At the beginning of the Zhide reign period,29 the people of Qin30 crossed south over the Yangzi River, and Lu Yü also crossed31 and met the Buddhist monk Jiaoran32 of Wuxing:33 the commoner and the priest ignored their difference in age.34
Ever since he was young, Lu Yü had enjoyed writing, mostly satirical protests. Seeing people do good, he felt good. Seeing people doing evil, he felt shame. Bitter words grate on the ear. There was nothing and no one that he would not confront; things that an ordinary person would perforce shun. In response to the An Lushan35 rebellion, he wrote the poem “Four Lamentations.” In response to the revolt of Liu Zhan36 in the Jianghuai,37 he wrote the ode “The Obscuring of Heaven.” Both these events moved him to cry and weep. Other writings include The Bonds between Ruler and Subject in three volumes, Unraveling Origins in thirty volumes, Genealogy of Four Surnames South of the Yangzi River in eight volumes, A Record of Famous People from North and South in ten volumes, A Record of Successive Officials in Wuxing in three volumes, A Critical History of Huzhou Prefecture in one volume, The Book of Tea in three volumes, The Interpretation of Dreams, first, second, and third parts, in three volumes, all of which is kept in a coarse cloth sack.

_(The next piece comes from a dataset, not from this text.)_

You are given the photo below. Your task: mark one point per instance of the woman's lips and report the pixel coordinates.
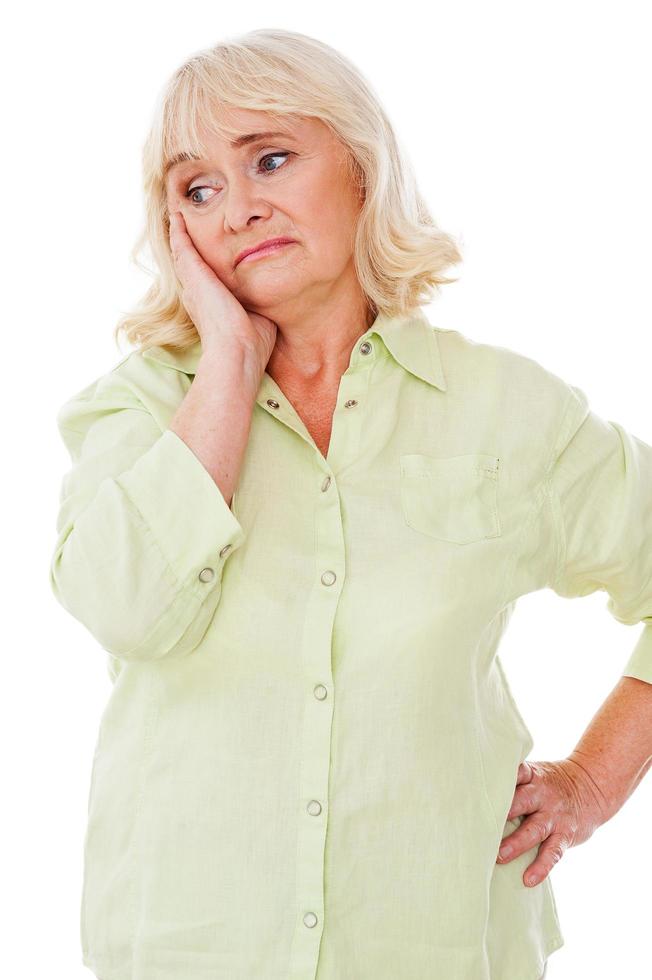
(267, 250)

Written in the autumn of 761, the xinchou year of the Shangyüan reign period at the age of twenty-eight.38
Lu Wenxüe zijuan 陸文學自傳 (The Autobiography of Imperial Instructor Lu, 761), Wenyüan yinghua 文苑英華 (Beautiful Blossoms from the Literary Garden, ca. 1009), Li Fang 李昉 (925-996) et al., comps., ch. 793.
Small Portrait of the Tang Eremite Lu Hongjian, Tang chushi Lu Hongjian xiaoxiang 唐處士陸鴻漸小像, ink rubbing of an engraved image on a stone stele originally installed in the Lugong ci 陸公祠 or Shrine of Master Lu. The shrine was once built in 1783 on the moat outside the north gate of the Jingling city walls. In 1988, the shrine was rebuilt on the site of the former West Pagoda Temple, Xita si 西塔寺.
1 This sentence is sometimes rendered as parenthetical and considered a later interpolation by scholars such as Zhang Hongyong 張宏庸, Lu Yü qüanji 陸羽全集 (Taibei: Chaxüe wenxüe chuban she, 1985), p. 88, n. 2.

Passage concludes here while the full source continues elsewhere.